On average, I found that my food cooks on 180°C for around 15-20 minutes. The patties and sausages up to 15 minutes, but for my chops, I cook it for longer, because towards the end, I increase the temperature to between 190-200°C for about 3-5 minutes to brown a bit. I find it better to cook it this way instead of starting higher at 185°C otherwise it browns quicker before the insides cook.

Once you cook more often in it, you will understand how it works and you can easily estimate how long something needs to cook for. Otherwise, you can just add it for a few more minutes as needed.

Cleaning the airfryer

You can clean the airfryer after it cools down a bit. I found that the bottom removable tray, when hot, can pop, while still inside.
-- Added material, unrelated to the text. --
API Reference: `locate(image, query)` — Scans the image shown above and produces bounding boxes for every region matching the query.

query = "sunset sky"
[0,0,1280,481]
What happens is that it expands with the heat, but it is being held with silicone edges. So you may hear a sound. It’s not anything to worry about. But it requires some effort to remove the tray. Just make sure you angle it correctly and it will come out easier – the same goes when placing it back.

You can either wash it by hand or place the tray or basket in your dishwasher. Mine has been washed by hand mostly.

Defy Digital Airfryer: Final Thoughts

The Defy Digital Airfryer is the perfect starter airfryer if you’ve never owned one before. At R1 800, it is extremely well-priced and easier to jump on than a more expensive brand. It’s not difficult to get familiar with, but the more you use it, the better you will understand how it cooks and what temperature to use.

Regarding size, at 7.6L it is rather big, you can possibly cook a full/baby chicken in there. I’ve not done it myself because it doesn’t make sense in my household of two.

The airfryer uses 1750W of power. If you have a portable power station that handles at least 2000W, you can get away with using it during load shedding. I’ve not needed to test this as I do have a gas stove as a back up.

It’s very difficult to fault the Defy Digital Airfryer. I highly recommend it if you’ve been on the fence about purchasing an airfryer.

At the time of publishing, the Defy Digital Airfryer can be purchased on Makro, Game, Hirsch and Takealot, with Makro coming in at R1 499 on sale, whereas Takealot has it for R2 499.



  • Food cooks quicker with no preheating
  • Uses less power than a stove or oven
  • Large basket at 7.6L
  • Extremely well-priced


Ease of use
Value for money

Final Verdict

The Defy Digital Airfyer offers excellent value for money at R1800, given its large 7.6L basket size, which outshines the competition. It's healthier to cook in, uses less power and no pre-heating. Difficult to fault, a must for first-time owners.